Value investor Brandes Investment Partners LLC has made a bold bet on the telecommunications industry, putting almost one-fifth of its money in the struggling sector.
"This has all the markings of a classic burst bubble and, in our minds, some of these telecom names are very, very worth owning at these prices," said Chris Richey, director of mutual fund portfolio management at San Diego-based Brandes.
The company -- which manages about $60-billion (U.S.) and, in early July, launched nine mutual funds available to Canadians -- has stakes in a variety of phone companies around the world. Mr.

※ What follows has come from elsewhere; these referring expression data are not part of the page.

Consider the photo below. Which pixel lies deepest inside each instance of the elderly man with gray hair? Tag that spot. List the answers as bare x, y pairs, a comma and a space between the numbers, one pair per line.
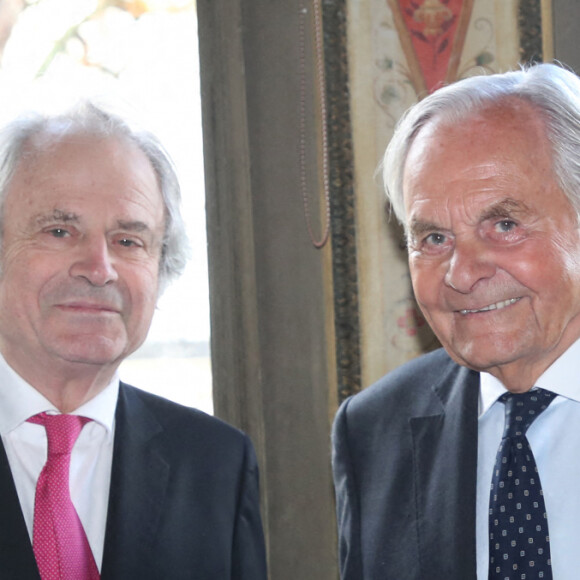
463, 464
97, 478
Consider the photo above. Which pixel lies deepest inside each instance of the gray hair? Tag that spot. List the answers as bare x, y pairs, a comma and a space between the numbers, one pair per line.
553, 92
88, 118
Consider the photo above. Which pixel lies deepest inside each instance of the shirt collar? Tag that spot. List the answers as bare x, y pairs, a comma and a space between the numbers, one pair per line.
19, 401
558, 378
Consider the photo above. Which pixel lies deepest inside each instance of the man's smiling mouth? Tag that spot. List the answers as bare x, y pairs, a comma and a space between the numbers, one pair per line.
496, 306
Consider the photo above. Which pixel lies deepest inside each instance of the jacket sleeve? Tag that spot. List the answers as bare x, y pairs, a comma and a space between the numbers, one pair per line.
347, 500
249, 553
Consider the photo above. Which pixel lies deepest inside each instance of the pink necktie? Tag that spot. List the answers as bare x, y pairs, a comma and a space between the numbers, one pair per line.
59, 541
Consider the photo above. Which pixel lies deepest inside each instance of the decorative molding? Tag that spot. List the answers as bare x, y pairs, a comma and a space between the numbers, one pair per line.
530, 29
340, 158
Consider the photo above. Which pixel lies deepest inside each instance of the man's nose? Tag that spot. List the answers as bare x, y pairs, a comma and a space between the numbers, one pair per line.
94, 262
470, 263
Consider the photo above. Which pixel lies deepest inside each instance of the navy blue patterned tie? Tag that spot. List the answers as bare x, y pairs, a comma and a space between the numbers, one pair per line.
519, 544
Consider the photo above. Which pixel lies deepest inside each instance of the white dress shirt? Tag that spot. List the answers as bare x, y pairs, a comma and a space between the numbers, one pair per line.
91, 459
555, 441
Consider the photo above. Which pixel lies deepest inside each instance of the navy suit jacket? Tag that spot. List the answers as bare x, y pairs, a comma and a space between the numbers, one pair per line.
183, 500
405, 469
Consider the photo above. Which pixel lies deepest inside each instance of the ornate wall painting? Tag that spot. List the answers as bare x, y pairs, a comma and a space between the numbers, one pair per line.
432, 35
392, 44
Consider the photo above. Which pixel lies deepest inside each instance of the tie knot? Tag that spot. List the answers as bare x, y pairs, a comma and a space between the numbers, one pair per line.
62, 431
521, 409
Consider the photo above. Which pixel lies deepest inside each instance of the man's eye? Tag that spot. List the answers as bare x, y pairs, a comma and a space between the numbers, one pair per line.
504, 226
129, 243
435, 239
58, 232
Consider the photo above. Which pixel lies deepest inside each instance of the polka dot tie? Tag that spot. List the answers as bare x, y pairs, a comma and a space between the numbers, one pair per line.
519, 543
59, 541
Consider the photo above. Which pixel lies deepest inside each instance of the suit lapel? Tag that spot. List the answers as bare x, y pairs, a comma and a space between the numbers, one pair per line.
445, 466
16, 555
138, 488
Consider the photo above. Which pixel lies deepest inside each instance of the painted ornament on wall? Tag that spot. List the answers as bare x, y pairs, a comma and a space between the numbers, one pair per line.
432, 35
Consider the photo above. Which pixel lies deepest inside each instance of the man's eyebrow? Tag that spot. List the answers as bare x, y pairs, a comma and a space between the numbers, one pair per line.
417, 228
505, 208
57, 215
133, 226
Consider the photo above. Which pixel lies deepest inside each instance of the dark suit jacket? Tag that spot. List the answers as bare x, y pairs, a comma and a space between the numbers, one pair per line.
405, 468
183, 500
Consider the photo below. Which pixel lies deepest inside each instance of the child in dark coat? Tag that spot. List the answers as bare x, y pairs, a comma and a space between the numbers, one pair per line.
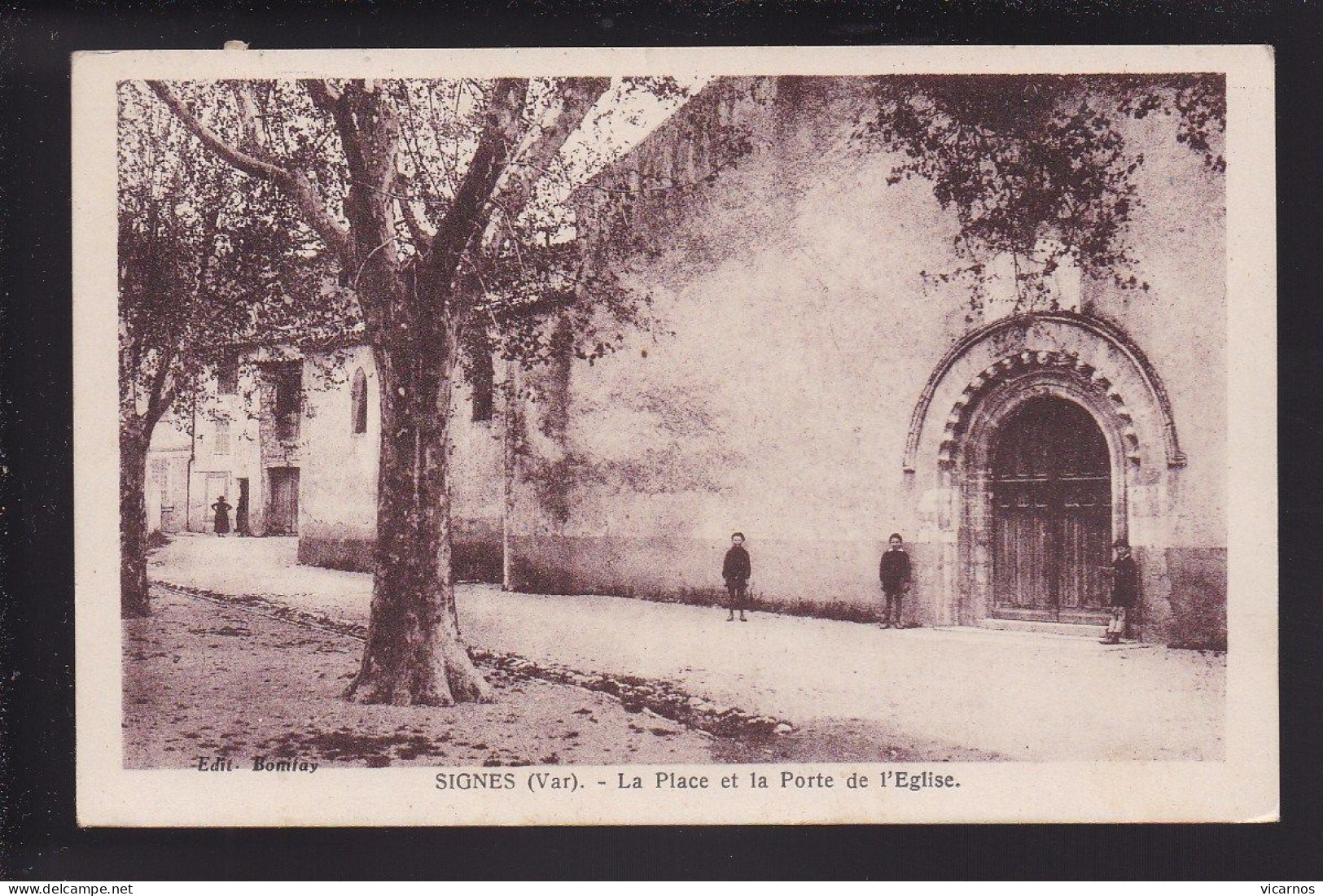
1125, 591
736, 570
893, 570
222, 516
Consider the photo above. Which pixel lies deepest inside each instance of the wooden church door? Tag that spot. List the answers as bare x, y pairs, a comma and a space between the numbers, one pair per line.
1052, 514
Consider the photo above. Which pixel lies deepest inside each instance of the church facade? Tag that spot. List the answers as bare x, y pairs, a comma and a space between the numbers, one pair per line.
815, 386
814, 382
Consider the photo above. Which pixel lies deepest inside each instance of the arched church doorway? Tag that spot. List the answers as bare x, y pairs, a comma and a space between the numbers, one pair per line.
1052, 516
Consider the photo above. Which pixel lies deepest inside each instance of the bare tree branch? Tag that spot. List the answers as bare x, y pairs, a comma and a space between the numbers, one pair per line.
296, 184
577, 97
466, 216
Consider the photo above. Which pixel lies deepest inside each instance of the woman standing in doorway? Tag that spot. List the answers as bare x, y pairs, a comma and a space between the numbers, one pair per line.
222, 516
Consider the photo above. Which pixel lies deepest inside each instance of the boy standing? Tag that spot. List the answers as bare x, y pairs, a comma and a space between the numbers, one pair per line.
1125, 590
736, 570
895, 574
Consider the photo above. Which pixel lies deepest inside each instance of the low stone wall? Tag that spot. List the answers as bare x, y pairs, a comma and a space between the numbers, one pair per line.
1183, 601
1185, 597
476, 553
802, 578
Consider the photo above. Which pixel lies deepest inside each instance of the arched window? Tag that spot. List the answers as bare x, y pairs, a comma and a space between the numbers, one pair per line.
482, 375
359, 402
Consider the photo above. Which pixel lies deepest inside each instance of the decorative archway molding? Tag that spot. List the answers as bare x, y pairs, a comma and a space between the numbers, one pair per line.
1023, 360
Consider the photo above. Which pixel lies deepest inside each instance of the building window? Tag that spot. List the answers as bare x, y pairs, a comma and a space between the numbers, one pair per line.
228, 374
482, 377
287, 398
359, 402
222, 438
160, 474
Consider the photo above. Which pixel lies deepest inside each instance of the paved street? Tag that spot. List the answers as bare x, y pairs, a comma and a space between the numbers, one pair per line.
1023, 697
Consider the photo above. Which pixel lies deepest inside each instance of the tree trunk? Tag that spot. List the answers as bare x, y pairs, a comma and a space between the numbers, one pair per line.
133, 527
510, 460
414, 653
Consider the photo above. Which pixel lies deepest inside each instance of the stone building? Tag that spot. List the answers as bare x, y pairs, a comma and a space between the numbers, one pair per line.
815, 383
815, 386
292, 438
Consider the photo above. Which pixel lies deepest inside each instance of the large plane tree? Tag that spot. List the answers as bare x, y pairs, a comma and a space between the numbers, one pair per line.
427, 194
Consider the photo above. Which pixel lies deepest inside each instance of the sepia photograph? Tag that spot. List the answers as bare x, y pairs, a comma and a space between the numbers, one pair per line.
552, 427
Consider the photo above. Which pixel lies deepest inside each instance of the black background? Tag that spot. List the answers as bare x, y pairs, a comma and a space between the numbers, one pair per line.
38, 838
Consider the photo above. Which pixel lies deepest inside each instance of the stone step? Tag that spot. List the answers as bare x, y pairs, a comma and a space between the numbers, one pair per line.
1085, 631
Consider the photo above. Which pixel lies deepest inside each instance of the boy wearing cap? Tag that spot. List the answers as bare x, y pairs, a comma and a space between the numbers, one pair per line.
1125, 590
736, 570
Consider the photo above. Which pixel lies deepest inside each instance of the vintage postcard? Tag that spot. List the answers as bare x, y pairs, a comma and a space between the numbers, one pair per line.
675, 436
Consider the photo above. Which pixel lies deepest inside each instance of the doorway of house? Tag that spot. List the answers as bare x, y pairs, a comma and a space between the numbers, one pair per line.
241, 523
1052, 514
283, 506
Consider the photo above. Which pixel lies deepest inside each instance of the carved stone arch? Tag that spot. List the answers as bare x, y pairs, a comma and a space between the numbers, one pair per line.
1093, 349
1090, 386
977, 387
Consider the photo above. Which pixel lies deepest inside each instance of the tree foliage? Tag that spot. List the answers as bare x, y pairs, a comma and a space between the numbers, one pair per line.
1039, 167
437, 201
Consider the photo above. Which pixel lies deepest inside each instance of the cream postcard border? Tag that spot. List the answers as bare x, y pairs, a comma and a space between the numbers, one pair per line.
1242, 788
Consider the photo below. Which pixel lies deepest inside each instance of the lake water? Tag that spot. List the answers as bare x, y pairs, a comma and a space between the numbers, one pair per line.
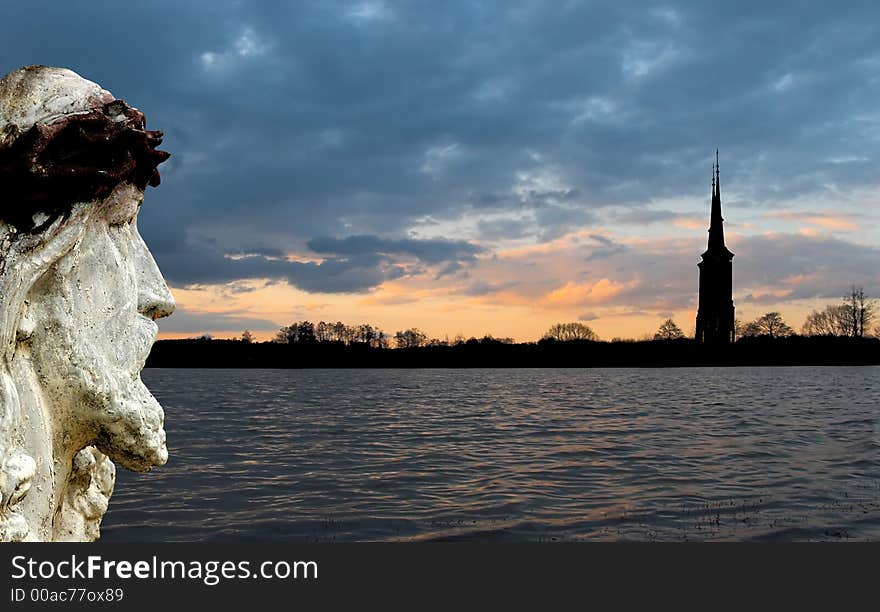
522, 455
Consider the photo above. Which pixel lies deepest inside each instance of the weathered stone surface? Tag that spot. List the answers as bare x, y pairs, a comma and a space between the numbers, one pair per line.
79, 296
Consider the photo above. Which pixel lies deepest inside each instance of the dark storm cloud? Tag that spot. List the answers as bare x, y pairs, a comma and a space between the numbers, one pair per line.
293, 121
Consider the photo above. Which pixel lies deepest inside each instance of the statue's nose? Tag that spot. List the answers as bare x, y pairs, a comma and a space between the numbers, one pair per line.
154, 298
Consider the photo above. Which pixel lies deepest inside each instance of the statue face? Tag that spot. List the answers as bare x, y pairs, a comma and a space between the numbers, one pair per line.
93, 322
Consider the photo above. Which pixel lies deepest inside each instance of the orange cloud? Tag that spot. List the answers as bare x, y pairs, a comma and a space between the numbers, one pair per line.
575, 294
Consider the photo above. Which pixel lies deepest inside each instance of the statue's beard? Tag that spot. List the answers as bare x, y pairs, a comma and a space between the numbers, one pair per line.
130, 423
97, 390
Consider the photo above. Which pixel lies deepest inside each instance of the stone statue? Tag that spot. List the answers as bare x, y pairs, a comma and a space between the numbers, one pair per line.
79, 296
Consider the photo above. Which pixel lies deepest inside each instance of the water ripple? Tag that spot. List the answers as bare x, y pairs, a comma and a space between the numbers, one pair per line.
532, 454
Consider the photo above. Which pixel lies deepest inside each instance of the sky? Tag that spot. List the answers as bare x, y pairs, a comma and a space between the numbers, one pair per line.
488, 167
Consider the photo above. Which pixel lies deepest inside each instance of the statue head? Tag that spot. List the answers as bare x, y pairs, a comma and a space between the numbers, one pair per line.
79, 296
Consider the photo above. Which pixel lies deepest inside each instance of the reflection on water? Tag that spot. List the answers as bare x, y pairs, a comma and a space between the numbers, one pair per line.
607, 454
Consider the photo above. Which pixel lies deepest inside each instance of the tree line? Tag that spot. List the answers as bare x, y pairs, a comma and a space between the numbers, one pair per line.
306, 332
852, 317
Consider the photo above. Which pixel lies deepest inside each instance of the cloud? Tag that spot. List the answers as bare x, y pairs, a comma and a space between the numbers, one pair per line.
510, 125
428, 251
191, 321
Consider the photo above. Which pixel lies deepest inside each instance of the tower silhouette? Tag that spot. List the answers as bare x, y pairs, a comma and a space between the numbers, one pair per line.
715, 311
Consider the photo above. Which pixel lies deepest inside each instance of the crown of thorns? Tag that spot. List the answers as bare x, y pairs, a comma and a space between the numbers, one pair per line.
78, 157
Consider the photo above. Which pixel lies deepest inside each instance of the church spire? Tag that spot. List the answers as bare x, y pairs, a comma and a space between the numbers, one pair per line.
716, 225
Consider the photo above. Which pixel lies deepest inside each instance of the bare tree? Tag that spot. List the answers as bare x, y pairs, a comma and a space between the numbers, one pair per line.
564, 332
832, 321
410, 338
668, 331
770, 324
860, 311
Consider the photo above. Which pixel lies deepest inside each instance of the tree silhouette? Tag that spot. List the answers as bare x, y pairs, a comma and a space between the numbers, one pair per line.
860, 311
564, 332
668, 331
770, 324
832, 321
411, 338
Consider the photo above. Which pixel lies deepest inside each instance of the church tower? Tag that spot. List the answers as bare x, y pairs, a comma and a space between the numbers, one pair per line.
715, 311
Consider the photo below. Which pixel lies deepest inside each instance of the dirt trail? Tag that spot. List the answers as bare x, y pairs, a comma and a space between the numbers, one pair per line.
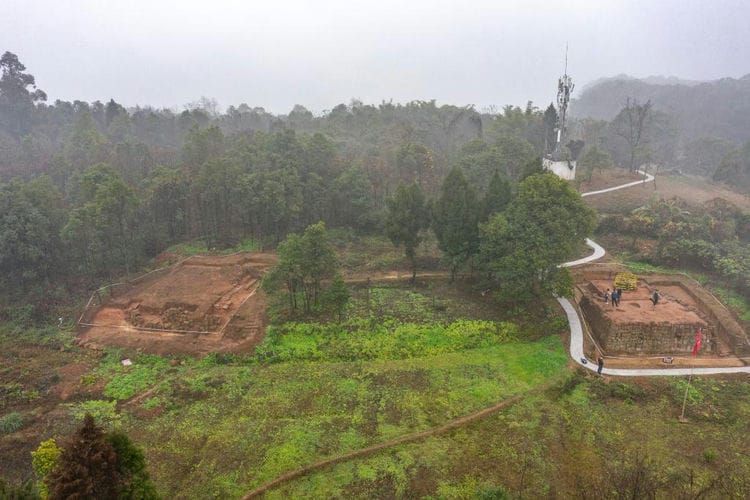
408, 438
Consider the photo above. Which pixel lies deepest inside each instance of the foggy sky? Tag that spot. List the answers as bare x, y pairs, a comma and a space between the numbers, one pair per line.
278, 53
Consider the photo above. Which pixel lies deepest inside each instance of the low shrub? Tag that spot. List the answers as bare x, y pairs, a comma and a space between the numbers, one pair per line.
11, 423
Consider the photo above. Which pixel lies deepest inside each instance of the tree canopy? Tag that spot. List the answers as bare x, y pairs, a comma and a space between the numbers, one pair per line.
543, 227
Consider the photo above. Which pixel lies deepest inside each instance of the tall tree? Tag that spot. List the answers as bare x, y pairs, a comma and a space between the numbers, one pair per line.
497, 197
630, 124
87, 467
304, 262
407, 217
541, 229
455, 217
18, 95
319, 262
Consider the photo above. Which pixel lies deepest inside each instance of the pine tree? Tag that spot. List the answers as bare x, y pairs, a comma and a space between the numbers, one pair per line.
87, 467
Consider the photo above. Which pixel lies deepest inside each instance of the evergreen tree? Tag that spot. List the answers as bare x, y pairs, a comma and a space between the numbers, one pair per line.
455, 220
497, 197
87, 467
407, 217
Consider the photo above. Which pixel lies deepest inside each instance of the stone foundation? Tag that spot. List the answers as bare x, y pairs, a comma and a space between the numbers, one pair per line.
637, 327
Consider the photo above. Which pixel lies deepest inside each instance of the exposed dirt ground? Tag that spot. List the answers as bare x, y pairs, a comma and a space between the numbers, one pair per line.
200, 305
694, 190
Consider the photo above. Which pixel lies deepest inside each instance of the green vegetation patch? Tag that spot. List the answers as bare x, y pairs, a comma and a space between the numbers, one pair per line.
366, 340
11, 423
260, 420
199, 247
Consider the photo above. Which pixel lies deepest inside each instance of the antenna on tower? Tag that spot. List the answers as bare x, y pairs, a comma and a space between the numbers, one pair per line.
564, 89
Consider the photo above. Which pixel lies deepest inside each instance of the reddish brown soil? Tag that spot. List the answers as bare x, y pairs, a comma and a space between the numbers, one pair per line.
675, 305
200, 305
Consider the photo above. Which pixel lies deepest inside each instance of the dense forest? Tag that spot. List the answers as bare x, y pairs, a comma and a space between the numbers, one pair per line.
706, 125
92, 190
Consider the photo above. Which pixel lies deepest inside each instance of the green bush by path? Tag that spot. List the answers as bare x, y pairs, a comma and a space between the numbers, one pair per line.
366, 339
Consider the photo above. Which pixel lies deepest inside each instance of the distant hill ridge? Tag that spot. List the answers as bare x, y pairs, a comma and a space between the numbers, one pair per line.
719, 108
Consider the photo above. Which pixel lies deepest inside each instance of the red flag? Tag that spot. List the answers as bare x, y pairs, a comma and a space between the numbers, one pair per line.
697, 341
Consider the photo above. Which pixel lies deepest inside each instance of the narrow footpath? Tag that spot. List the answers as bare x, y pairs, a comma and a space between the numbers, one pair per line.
576, 331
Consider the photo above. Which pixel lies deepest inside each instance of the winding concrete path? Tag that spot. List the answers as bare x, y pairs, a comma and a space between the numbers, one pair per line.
576, 330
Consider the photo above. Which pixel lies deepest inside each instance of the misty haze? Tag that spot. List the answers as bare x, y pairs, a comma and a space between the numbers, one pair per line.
327, 250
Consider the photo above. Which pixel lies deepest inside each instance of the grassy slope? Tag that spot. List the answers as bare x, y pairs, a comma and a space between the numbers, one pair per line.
221, 426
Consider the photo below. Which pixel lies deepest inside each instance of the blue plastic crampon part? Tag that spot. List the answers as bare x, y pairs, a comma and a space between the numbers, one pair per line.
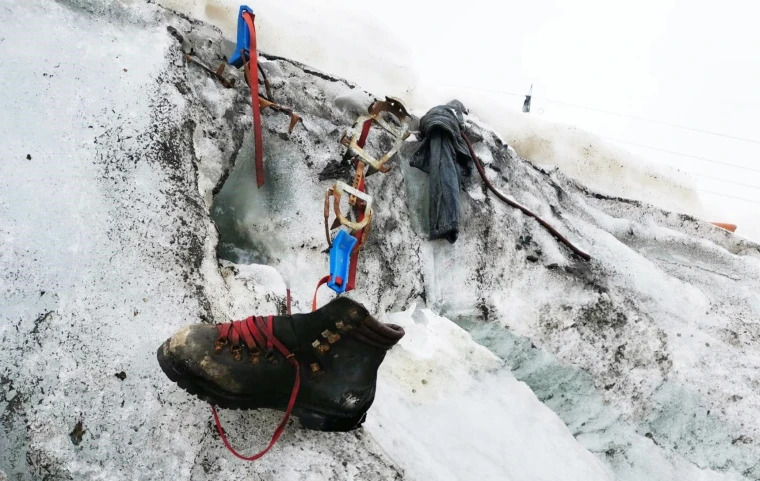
340, 260
244, 39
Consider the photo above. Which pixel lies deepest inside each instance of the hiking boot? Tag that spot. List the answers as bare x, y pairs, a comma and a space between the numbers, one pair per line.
332, 353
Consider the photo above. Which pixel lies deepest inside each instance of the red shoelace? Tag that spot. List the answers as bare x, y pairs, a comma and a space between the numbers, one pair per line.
258, 335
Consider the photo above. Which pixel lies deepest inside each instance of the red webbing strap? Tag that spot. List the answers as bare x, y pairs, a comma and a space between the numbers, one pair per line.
253, 78
354, 262
519, 207
290, 357
321, 282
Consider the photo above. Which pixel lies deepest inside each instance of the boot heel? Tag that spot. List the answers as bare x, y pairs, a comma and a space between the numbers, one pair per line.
323, 422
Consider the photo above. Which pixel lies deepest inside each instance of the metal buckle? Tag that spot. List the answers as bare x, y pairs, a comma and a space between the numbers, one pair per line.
391, 106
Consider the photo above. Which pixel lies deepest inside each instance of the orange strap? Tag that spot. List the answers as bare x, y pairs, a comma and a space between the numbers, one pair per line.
253, 78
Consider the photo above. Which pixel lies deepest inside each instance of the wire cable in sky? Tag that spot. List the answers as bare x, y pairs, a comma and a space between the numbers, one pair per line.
683, 154
729, 195
657, 122
618, 114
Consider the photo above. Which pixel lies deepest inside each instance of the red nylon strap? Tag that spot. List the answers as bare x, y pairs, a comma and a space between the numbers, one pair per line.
319, 284
255, 331
253, 78
270, 327
354, 262
271, 340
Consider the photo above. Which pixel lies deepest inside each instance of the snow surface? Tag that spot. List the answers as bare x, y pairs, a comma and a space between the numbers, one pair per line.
645, 359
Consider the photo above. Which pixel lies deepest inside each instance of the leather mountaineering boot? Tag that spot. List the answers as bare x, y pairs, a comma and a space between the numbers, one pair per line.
322, 366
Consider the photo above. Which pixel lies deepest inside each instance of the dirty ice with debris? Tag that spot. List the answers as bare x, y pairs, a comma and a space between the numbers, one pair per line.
128, 209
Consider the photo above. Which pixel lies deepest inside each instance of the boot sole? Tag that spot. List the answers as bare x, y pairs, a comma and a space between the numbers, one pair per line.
310, 418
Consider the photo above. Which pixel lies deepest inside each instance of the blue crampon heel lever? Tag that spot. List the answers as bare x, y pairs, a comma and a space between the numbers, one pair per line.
244, 39
340, 260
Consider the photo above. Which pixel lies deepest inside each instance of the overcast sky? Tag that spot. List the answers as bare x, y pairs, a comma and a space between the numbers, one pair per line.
688, 63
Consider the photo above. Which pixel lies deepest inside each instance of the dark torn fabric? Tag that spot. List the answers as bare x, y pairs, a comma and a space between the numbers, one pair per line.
444, 155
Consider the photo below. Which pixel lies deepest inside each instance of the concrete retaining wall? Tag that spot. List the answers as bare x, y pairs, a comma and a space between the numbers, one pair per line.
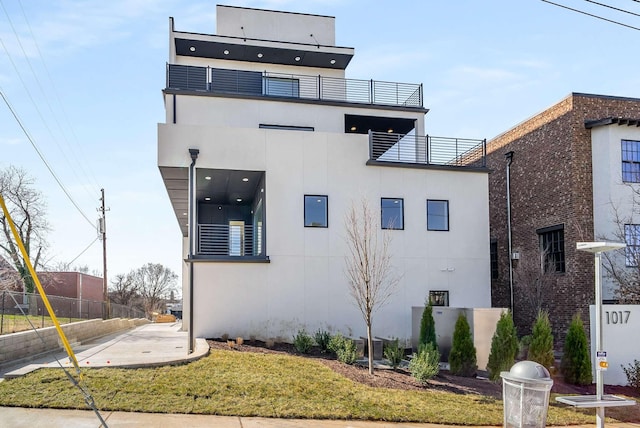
30, 343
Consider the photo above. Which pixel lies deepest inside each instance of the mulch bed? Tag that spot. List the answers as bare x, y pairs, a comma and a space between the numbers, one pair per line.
401, 378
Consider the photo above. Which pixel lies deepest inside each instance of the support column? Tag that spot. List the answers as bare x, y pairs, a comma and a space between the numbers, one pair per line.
192, 239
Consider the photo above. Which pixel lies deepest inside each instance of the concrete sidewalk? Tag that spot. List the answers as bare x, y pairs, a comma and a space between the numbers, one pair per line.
153, 345
28, 418
144, 346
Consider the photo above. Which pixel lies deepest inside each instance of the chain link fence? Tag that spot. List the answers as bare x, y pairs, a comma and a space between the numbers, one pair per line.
23, 311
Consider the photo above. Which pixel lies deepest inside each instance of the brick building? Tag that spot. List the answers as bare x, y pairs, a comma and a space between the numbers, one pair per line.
559, 160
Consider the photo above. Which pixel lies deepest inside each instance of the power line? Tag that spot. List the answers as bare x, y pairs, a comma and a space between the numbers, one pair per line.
40, 86
592, 15
57, 97
84, 251
613, 7
44, 160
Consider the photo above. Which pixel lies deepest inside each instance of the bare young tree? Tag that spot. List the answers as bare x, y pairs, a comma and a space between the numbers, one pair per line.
368, 265
154, 282
27, 208
9, 278
123, 290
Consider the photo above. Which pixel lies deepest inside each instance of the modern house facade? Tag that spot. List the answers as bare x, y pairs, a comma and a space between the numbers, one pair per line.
267, 145
561, 176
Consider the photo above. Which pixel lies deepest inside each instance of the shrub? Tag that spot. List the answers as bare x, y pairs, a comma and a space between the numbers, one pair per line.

Richey said his firm has focused mostly on incumbent firms with dominant market share and a long history of solid cash flow and profits, as well as the equipment makers that supply those companies.
According to a recent filing with the U.S. Securities and Exchange Commission, Brandes had major positions of more than $400-million in half a dozen companies as of June 30, including phone companies Telefonos de Mexico SA and Spain's Telefonica SA, and equipment maker Nortel Networks Corp., based in Brampton, Ont.
Brandes's Nortel position -- $433-million worth of common shares -- was purchased in June when the cash-strapped Canadian firm raised net proceeds of almost $1.5-billion through an offering of shares and "equity units," which effectively are convertible debentures.
Mr. Richey said Brandes saw "compelling value" in Nortel's offering. "It's a difficult company to value in a lot of ways because they are in the midst of a major restructuring," he said. "No one should take their situation lightly. But when we look at that company -- its position, its international strength, the quality of its equipment -- we believe it's a good stock at the valuation we picked it up at."
Nortel offered shares in June at $1.41 each and the stock closed at $1.23 in New York yesterday.
Brandes, like many value investors, takes longer-term positions, hunting for out-of-favour companies and holding them for three to five years as "intrinsic" value is slowly recognized by capricious markets. Though the money manager does make basic valuation decisions based on financial results, Mr. Richey said it often makes its own judgments, trying to gauge what a firm such as Nortel could be worth in more "normal" industry conditions.
"We've always been accounting skeptics," he said. "We've had to be because we started off [as a firm] internationally. We've never taken nominal earnings or cash flow or book [value] and simply swallowed those whole. We've always torn them apart and said, for instance, 'That accounting practice is nonsense.' "
The telecom industry boomed in the later 1990s after deregulation in the United States and the emergence of the Internet. But telecom, like the broader technology sector and, indeed, benchmark stock indexes, eventually bubbled to impossible heights before crashing back to Earth, a freefall that drove some stocks such as Nortel to two-decade lows.
But although the crash sent some investors fleeing, the wreckage has attracted other big-name value investors along with Brandes. For example, George Morgan of Franklin Templeton Investments Corp. and manager of Canada's largest mutual fund took a small stake in Nortel in June and has a position in SBC Communications Inc. of San Antonio, Tex., as does Brandes.
Mr. Richey said investors who were burned in the telecom meltdown are now going too far in avoiding the sector.
"They're acting more like jilted lovers than investors."